Networking @Scale will be held at the Computer History Museum in Mountain View, California, on Monday, September 9th beginning at 9:30 AM. Be sure to also stick around for Happy Hour in the evening.

EVENT AGENDA

Event times below are displayed in PT.

September 9

08:30 AM - 09:30 AM
Registration and Breakfast
09:30 AM - 09:45 AM
Welcome Remarks
Speaker Omar Baldonado,Meta
09:45 AM - 10:15 AM
Secure Reliability: Tales from Mysterious Platforms

Infrastructure is more critical than ever; we push for standards/automation to build repeatable designs with precise handling of frequent events, maintaining the high availability of our systems. But what about issues that are not easily solved by just software? What about problems and functions that most system designers are not considering? How does security fit into the big picture?. These are some of the questions we want to start exploring in this presentation by examining how security is an element in the overall reliability of infrastructure we depend on every day.

For this, we will describe from our POV, at a high level, the concept of reliability design, what are usually some goals when architecting these systems and the tradeoffs made.
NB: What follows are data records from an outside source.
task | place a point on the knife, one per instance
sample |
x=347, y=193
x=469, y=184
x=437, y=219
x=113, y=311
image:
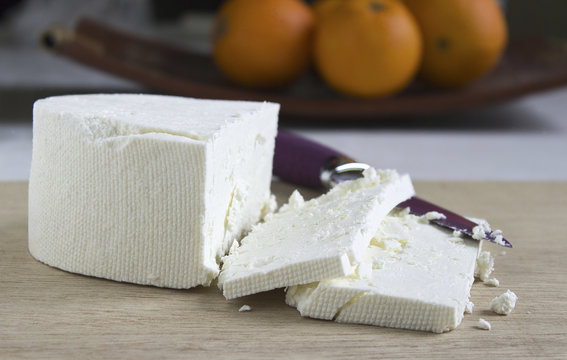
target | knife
x=305, y=162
To be able to talk about these subjects, we will cover topics around incident response and analysis with a few examples.

We will describe an exploration that we did in some of our optical platforms on crucial areas that could negatively affect the overall reliability of our design and service provided. To conclude, we will summarize takeaways and recommendations for the audience to take back to their respective organizations.

Speaker Jade Auer,Facebook
Speaker Jose Leitao,Facebook
10:15 AM - 10:45 AM
Failing Last and Least: Design Principles for Network Availability

The network is among the most critical components of any computing infrastructure. It is an enabler for modern distributed systems architecture, with a trend toward ever increasing functionality and offloads moving into the network. It must constantly be expanded and reconfigured as a prerequisite to deploying compute and storage infrastructure that are themselves growing exponentially. Most importantly however, the network must deliver the highest levels of reliability. A failure in the network often has an outsized blast radius and one of the leading causes of correlated and cascading failures, which only exacerbates the impact of a network failure.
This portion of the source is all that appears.